O Código também dispõe que a interpretação do pedido observará o princípio da boa-fé (§2º, art. 322, CPC/2015). Note-se que a boa-fé é um dever tanto das partes como do juízo, uma vez que o processo civil contemporâneo é fundamentado na verdade e na lealdade, considerando a má-fé e outros artifícios desleais à resolução do processo em prazo razoável, condutas a serem punidas. Como pondera Ada Pellegrini, "há muito o processo deixou de ser visto como instrumento meramente técnico, para assumir a dimensão de instrumento ético voltado a pacificar com justiça", por essa razão que "os códigos processuais adotam normas que visam a inibir e a sancionar o abuso do processo, impondo uma conduta irrepreensível às partes e a seus procuradores"1.
Nessa perspectiva, o artigo 80 do CPC de 2015 apresenta as hipóteses em que um litigante será considerado de má-fé, são elas: I) deduzir pretensão ou defesa contra texto expresso de lei ou ato incontroverso; II) alterar a verdade dos fatos; III) usar do processo para conseguir objetivo ilegal; IV) opuser resistência injustificada ao andamento do processo; V) proceder de modo temerário em qualquer incidente ou ato do processo; VI) provocar incidente manifestamente infundado; VII) interpuser recurso com intuito manifestamente protelatório.

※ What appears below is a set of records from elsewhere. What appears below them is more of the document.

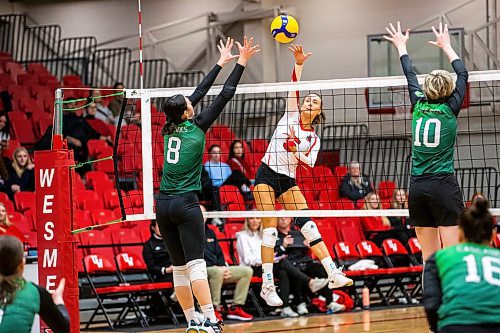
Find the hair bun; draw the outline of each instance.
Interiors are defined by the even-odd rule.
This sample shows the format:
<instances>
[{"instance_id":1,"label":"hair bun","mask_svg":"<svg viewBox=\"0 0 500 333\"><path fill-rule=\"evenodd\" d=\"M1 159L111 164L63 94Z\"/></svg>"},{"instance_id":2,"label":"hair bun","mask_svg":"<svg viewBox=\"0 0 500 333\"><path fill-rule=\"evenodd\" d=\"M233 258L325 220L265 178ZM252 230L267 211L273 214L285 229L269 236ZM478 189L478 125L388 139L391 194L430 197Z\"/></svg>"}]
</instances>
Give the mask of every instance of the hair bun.
<instances>
[{"instance_id":1,"label":"hair bun","mask_svg":"<svg viewBox=\"0 0 500 333\"><path fill-rule=\"evenodd\" d=\"M476 198L471 206L471 213L474 216L481 216L488 213L488 208L490 208L490 203L484 198Z\"/></svg>"}]
</instances>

A título de exemplo, vê-se configurada a litigância de má-fé com aplicação de multa quando: a parte deliberadamente tenta alterar a verdade dos fatos para obter a concessão de justiça gratuita (AgInt no AREsp 788.359/RS, 3T, Rel. Marco Aurélio Bellizze, Dj 07.03.2017); altera a verdade dos fatos na tentativa de induzir o julgador a erro sobre a tempestividade do Recurso (AgInt nos EDs no AREsp 1.165.982/SP, 4T, Rel. Min. Luis Felipe Salomão, Dj 26.06.2018); quando a parte faz uso do pedido de reconsideração de forma abusiva (RCD nos EDs nos EDs no AREsp 28.096/RJ, 4T, Rel. Min. Luis Felipe Salomão, Dj 17.02.2014); o ajuizamento ou interposição de mais uma ação ou recurso visando aumentar as chances de êxito processual (REsp 1.055.241/SP, 1T, Rel. Francisco Falcão, Dj 18.08.2008).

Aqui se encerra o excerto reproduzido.